#SARTRE, A TOTALIDADE E A MORAL# GRAÇA FONTIS: PINTURA Manoel Ferreira Neto: MINI-ENSAIO



Sartre deseja sacudir-nos, e encontra modos de atingir a meta, ainda que, no fim, seja condenado como alguém sempre em busca de escândalos, polêmicas. Os escândalos não são vistos pelos olhos do outro? Um olho manda o outro à merda, a tensão é necessária. É sempre mais simples tachar alguém – digamos, menor esforço – de escandaloso, polêmico, etc., etc., do que pensar com seriedade sobre o que está sendo dito e os propósitos da fala.

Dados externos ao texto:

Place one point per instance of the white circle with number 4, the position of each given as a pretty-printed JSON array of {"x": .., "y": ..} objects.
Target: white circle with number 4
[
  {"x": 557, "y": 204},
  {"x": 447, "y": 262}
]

O outro ponto, a preocupação com a totalidade é igualmente importante. Sartre insiste em que a beleza da literatura está em seu desejo de ser tudo, de açambarcar o mundo e as coisas, ser testemunho da realidade, das contradições e dialéticas – e não numa busca estéril da beleza. Apenas um todo pode ser belo: os que não conseguem compreender isso – o que quer que tenham dito – não o atacaram em nome da arte, mas em nome de seu compromisso particular.


O modo por que Sartre se torna filósofo moral “malgré lui” fundamenta-se na caracterização do presente como totalidade inerte: um mundo morrendo de velhice, uma época de “revoluções impossíveis”, disseminando e intensificando o sentido de paralisia até mesmo pela consciência de “cataclisma” como única forma viável de mudança.


Como pode a proposição abstrata “um futuro bloqueado continua sendo um futuro” negar efetivamente tal tipo de depressão e de destruição? Apenas se dele se fizer um absoluto categórico que necessariamente transcenda toda temporalidade dada, por mais sufocantemente real que seja. Quem é o sujeito desse “futuro bloqueado”?


Se é o indivíduo, a proposição é óbvio falsa: o futuro bloqueado para o indivíduo está inexoravelmente bloqueado. Por outro lado, se o sujeito é a humanidade, a proposição é absurda: a humanidade não pode ter um “futuro bloqueado”, a não ser bloqueando-o para si sob a forma de suicídio coletivo, caso em que não há futuro, bloqueado ou não – e, neste caso, de fato, nem a humanidade.


Paradoxalmente, o significado existencial (não-tautológico) da proposição produz-se pela fusão do indivíduo com o sujeito coletivo. Seu significado não é, assim, o que literalmente sugere (uma tautologia ou, quando muito, uma banalidade, idiotice), mas o significado funcional de uma negação radical que não pode apontar para forças históricas palpáveis como portadoras de sua verdade e, por isso, deve assumir a forma de imperativo categórico: o dever moral.


Interessante observar é que a tradição histórica da moral é constituída ao longo do processo histórico da humanidade. A partir da pedra basilar do existencialismo, “a existência precede a essência”, o pro-jeto projeta o futuro, a moral.


A filosofia moral está implícita em todos os seus estudos, como ponto de vista positivo do futuro, que assume a forma de negação radical, embora incapaz de identificar-se com um sujeito histórico. Este conceito leva-nos de imediato à pedra angular da filosofia sartreana: a existência preceder a essência, fundamentando-a.


No sentido de expressar sua filosofia moral latente de forma plenamente desenvolvida, coisa que procura fazer seguidas vezes, teria de modificar substancialmente a estrutura de sua filosofia como um todo, inclusive a função, dentro dela, do dever moral categórico. Essa modificação, porém, deslocaria exatamente o dever moral na estrutura de seu pensamento.